Dallas Should Nurture Home Ownership for Stable and Appealing Neighborhoods
A recent Dallas Morning News column reveals the argument that zoning consultants and STR lobbyist are using to promote rental units and apartment developments in single-family zoned neighborhoods. Esteemed zoning consultant Dallas Cothrum in his Dallas Morning News column recently wrote that homeowners, usually older people, who advocate for homeownership, have “faulty judgment,” “slip into a false consensus effect,” and have “cognitive bias.” This harsh analysis of homeowners is followed by Cothrum’s declaration: “Here’s a news flash: Younger buyers would love to own a home on a nice big lot in a safe neighborhood. They are not buying one for a good reason: They cannot afford it … younger Americans are having to delay ownership much later in life.” Here, Cothrum concedes younger people want to own homes in safe neighborhoods as much as older people do.
It is puzzling why Cothrum accuses homeowners of “faulty judgment” when they strive to protect their neighborhoods of owner-occupied homes – the same kinds of neighborhoods that renters also desire. He even suggests that homeowners’ “faulty judgment” influences elections and city policy that supports homeownership.
Cothrum also concedes that “People are renting for longer periods of time because they must, not because they want to.” This statement makes the argument that younger people, often renters, desire owner-occupied homes just as much as the older demographic of homeowners.
Cothrum further claims, “For older Americans to see renting as a problem that threatens their investment or lifestyle is a failure of understanding that ownership has peaked.” Homeowners do understand that government-imposed backyard rental homes (ADUs) and short-term rentals (STRs) dilute safety, desirability, and the value of their homes. Homeowners do not accept Cothrum’s premise that homeownership cannot increase. Both younger and older Americans’ prefer homes in neighborhoods of mostly owner-occupied homes. Renters looking to buy their first homes prefer homes in owner-occupied neighborhoods.
The political influence of homeowners pales in comparison to that of special interest groups that desire density and the elimination of single-family zoning. This includes low- and mixed-income apartment developers who rely on government subsidies to buy up affordable single-family homes and tear them down to build apartment complexes. These “affordable apartment complexes” charged rent of about $1,500 a month in 2019, when a mortgage payment on a $372,654 home, according to Cothrum, averaged only $1,273.00. Even at the current interest rate of 7%, the average cost of a North Texas home at $372,654 is $2,000 a month according to Cothrum.
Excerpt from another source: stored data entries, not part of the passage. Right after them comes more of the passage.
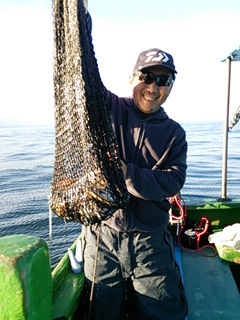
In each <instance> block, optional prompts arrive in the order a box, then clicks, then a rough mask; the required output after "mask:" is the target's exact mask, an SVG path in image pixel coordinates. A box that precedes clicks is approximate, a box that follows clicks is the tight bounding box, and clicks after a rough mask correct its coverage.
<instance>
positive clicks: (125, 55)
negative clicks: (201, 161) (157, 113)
mask: <svg viewBox="0 0 240 320" xmlns="http://www.w3.org/2000/svg"><path fill="white" fill-rule="evenodd" d="M88 7H89V12H90V14H91V16H92V20H93V31H92V34H93V44H94V49H95V54H96V57H97V60H98V66H99V70H100V74H101V77H102V80H103V82H104V84H105V86H106V87H107V88H108V89H109V90H111V91H112V92H114V93H116V94H118V95H119V96H130V95H131V87H130V85H129V77H130V75H131V73H132V70H133V66H134V64H135V62H136V59H137V56H138V54H139V53H140V52H141V51H143V50H146V49H149V48H153V47H158V48H160V49H162V50H164V51H167V52H169V53H171V54H172V55H173V57H174V62H175V66H176V69H177V72H178V74H177V78H176V81H175V83H174V87H173V90H172V92H171V95H170V96H169V98H168V100H167V101H166V102H165V104H164V105H163V107H164V109H165V111H166V112H167V113H168V115H169V116H170V117H172V118H174V119H175V120H177V121H179V122H189V121H214V120H216V121H224V119H225V110H226V104H227V63H226V62H221V60H223V59H224V58H226V57H228V56H229V55H230V53H231V52H232V51H234V50H235V49H238V48H239V46H240V35H239V30H240V1H239V0H221V1H219V0H201V1H199V0H181V1H179V0H171V1H166V0H163V1H162V0H148V1H146V0H131V1H129V0H121V1H112V0H104V1H99V0H89V1H88ZM0 39H1V40H0V41H1V49H0V88H1V94H0V105H1V106H0V125H1V126H3V125H18V124H19V125H20V124H21V125H38V124H39V125H53V124H54V99H53V96H54V93H53V17H52V1H51V0H21V1H19V0H1V1H0ZM239 83H240V62H232V77H231V96H230V120H231V118H232V117H233V114H234V113H235V111H236V110H237V108H238V106H239V105H240V90H239Z"/></svg>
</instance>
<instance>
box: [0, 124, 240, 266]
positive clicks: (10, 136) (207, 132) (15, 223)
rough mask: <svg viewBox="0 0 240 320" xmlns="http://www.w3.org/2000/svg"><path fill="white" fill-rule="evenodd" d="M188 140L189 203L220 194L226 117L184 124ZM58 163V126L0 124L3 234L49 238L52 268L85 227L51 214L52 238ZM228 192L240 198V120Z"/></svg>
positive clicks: (234, 133)
mask: <svg viewBox="0 0 240 320" xmlns="http://www.w3.org/2000/svg"><path fill="white" fill-rule="evenodd" d="M181 125H182V126H183V128H184V129H185V131H186V135H187V141H188V158H187V163H188V169H187V178H186V182H185V185H184V187H183V189H182V190H181V195H182V197H183V199H184V200H185V202H186V204H187V205H189V204H204V203H210V202H216V201H217V200H218V199H219V198H221V179H222V148H223V127H224V125H223V123H222V122H207V121H206V122H192V123H181ZM53 165H54V128H53V127H51V126H35V127H30V126H26V127H23V126H15V127H3V126H2V127H1V128H0V236H1V237H2V236H6V235H11V234H25V235H32V236H36V237H39V238H42V239H44V240H45V241H46V243H47V245H48V248H49V252H50V260H51V266H52V267H54V266H55V265H56V264H57V262H58V261H59V260H60V258H61V257H62V255H63V254H64V253H65V252H66V250H67V248H68V247H69V246H70V245H71V244H72V242H73V241H74V240H75V239H76V237H77V236H78V235H79V233H80V232H81V224H80V223H74V222H69V223H67V224H65V223H64V221H63V220H62V219H61V218H58V217H57V216H55V215H53V220H52V224H53V230H52V237H53V241H52V243H50V241H49V208H48V200H47V197H48V195H49V190H50V184H51V179H52V174H53ZM227 197H228V198H231V199H232V201H240V124H237V125H236V126H235V127H234V128H233V130H232V131H231V132H229V134H228V161H227Z"/></svg>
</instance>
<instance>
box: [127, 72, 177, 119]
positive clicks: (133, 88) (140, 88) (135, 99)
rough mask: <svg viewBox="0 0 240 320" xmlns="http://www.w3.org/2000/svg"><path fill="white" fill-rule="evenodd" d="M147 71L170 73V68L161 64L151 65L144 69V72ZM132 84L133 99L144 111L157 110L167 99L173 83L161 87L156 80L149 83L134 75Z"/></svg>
mask: <svg viewBox="0 0 240 320" xmlns="http://www.w3.org/2000/svg"><path fill="white" fill-rule="evenodd" d="M146 71H150V72H151V73H153V74H154V75H166V74H167V75H170V72H169V71H168V70H166V69H165V68H162V67H159V66H155V67H149V68H147V69H145V70H144V72H146ZM132 85H133V100H134V102H135V104H136V106H137V107H138V109H139V110H140V111H142V112H144V113H154V112H156V111H157V110H158V109H159V108H160V107H161V105H162V104H163V103H164V102H165V101H166V99H167V97H168V96H169V94H170V92H171V89H172V84H171V85H170V86H161V87H159V86H158V85H157V84H156V81H153V82H152V83H150V84H147V83H145V82H142V81H141V80H139V79H138V77H134V80H133V82H132Z"/></svg>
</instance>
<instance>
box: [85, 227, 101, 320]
mask: <svg viewBox="0 0 240 320" xmlns="http://www.w3.org/2000/svg"><path fill="white" fill-rule="evenodd" d="M100 231H101V225H99V226H98V232H97V246H96V254H95V260H94V266H93V279H92V285H91V291H90V297H89V310H88V319H89V320H90V317H91V313H92V305H93V291H94V286H95V278H96V271H97V259H98V249H99V243H100Z"/></svg>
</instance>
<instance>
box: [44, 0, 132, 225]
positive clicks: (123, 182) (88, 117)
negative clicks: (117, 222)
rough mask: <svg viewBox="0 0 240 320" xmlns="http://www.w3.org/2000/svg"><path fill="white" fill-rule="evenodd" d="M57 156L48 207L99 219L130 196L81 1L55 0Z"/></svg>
mask: <svg viewBox="0 0 240 320" xmlns="http://www.w3.org/2000/svg"><path fill="white" fill-rule="evenodd" d="M53 11H54V14H53V15H54V93H55V159H54V170H53V177H52V182H51V191H50V195H49V207H50V209H51V210H52V211H53V212H54V213H55V214H56V215H57V216H59V217H62V218H64V219H65V220H66V221H79V222H81V223H82V224H85V225H91V224H94V223H99V222H100V221H101V220H104V219H106V218H108V217H110V216H111V215H112V214H113V213H114V212H115V211H116V210H117V209H119V208H124V207H125V206H126V203H127V201H128V199H129V195H128V192H127V189H126V185H125V180H124V176H123V172H122V169H121V162H120V158H119V151H118V146H117V144H116V140H115V135H114V132H113V129H112V124H111V118H110V113H109V110H108V108H107V106H106V102H105V88H104V86H103V84H102V81H101V78H100V74H99V70H98V65H97V61H96V58H95V53H94V49H93V45H92V37H91V26H90V16H89V15H88V13H87V12H86V10H85V7H84V4H83V1H82V0H81V1H79V0H54V1H53Z"/></svg>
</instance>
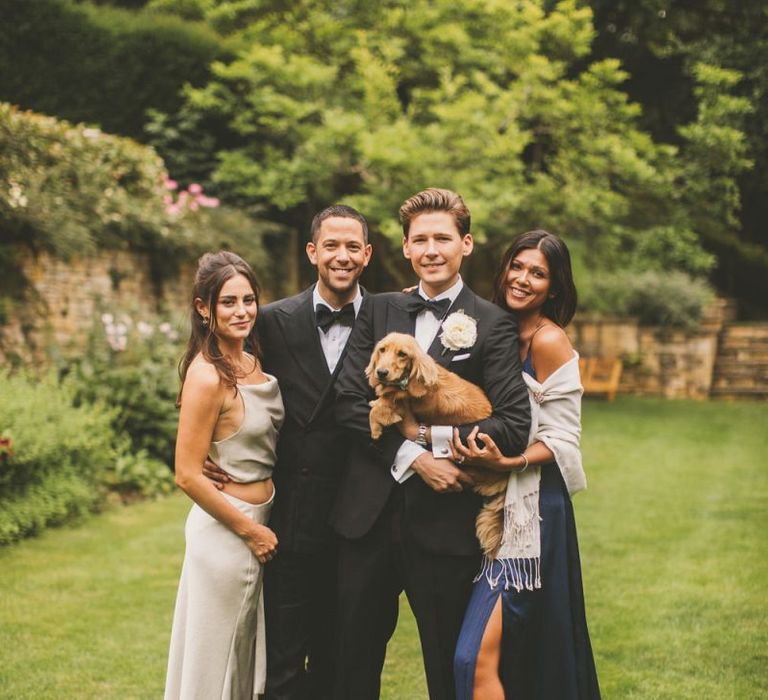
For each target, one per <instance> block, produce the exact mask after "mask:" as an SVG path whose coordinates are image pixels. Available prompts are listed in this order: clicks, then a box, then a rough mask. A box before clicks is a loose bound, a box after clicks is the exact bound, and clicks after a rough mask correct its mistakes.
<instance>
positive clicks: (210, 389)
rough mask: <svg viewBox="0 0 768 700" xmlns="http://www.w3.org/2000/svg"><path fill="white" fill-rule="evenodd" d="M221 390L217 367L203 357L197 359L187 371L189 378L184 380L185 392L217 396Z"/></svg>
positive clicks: (187, 376) (187, 377) (188, 376)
This cost is still close to the 2023 rents at subsidized developer apartment complexes. Further, the average cost of a home is much higher than the cost of those affordable homes that developers are tearing down, eliminating homeownership opportunities for first-time homebuyers. Allowing backyard rental houses also eliminates affordable homes for first time homebuyers. A $250,000 affordable home with an added $250,000 new backyard rental house raises the price of that home to $500,000, out of the range of many first-time homebuyers.
Some of the fiercest advocates for more homeownership come from the Black and Hispanic community in the Dallas Southern sector. Architect and former City Planner Darryl Baker, who is Black, has filed a complaint against HUD for allowing developers to build too many subsidized apartment complexes in the Southern sector. Southern sector residents have called for a moratorium on new apartment zoning and have requested more single-family home development. Residents of these communities of color understand that a neighborhood of homes that are owner-occupied is more likely to thrive and to create generational wealth for residents.
Cothrum writes that first-time homebuyers accounted for 50% of home sales in 2010 and now first-time homebuyers account for only 26% of home purchases. It is not surprising that first-time buyers are having such a tough time of it when they are competing against absentee owner investment groups that account for 30% of single-family home purchases in 2022. Investors are snapping up these properties to use them for rental houses and STRs. What chance does a first-time homeowner when they’re competing against apartment developers and rental house investors paying cash?
Cothrum concludes, “Unfortunately, the glory days are gone, and America is slipping back to its historical norms where ownership of a home is a dream … where affordable housing is less and less likely to mean owner-occupied housing.” This strikes me as a defeatist approach. If owning a home, as Cothrum suggests, represents the “glory days,” then Dallas should encourage homeownership and owner-occupied home neighborhoods to allow people to realize their dream. Rather than follow other cities allowing their communities to become urban reservations for rich homeowners and renters – Dallas should strive to make Dallas a city of homeowners, with good opportunities for residents who want to own their own homes. Dallas should make the dream of home-ownership in Dallas a reality.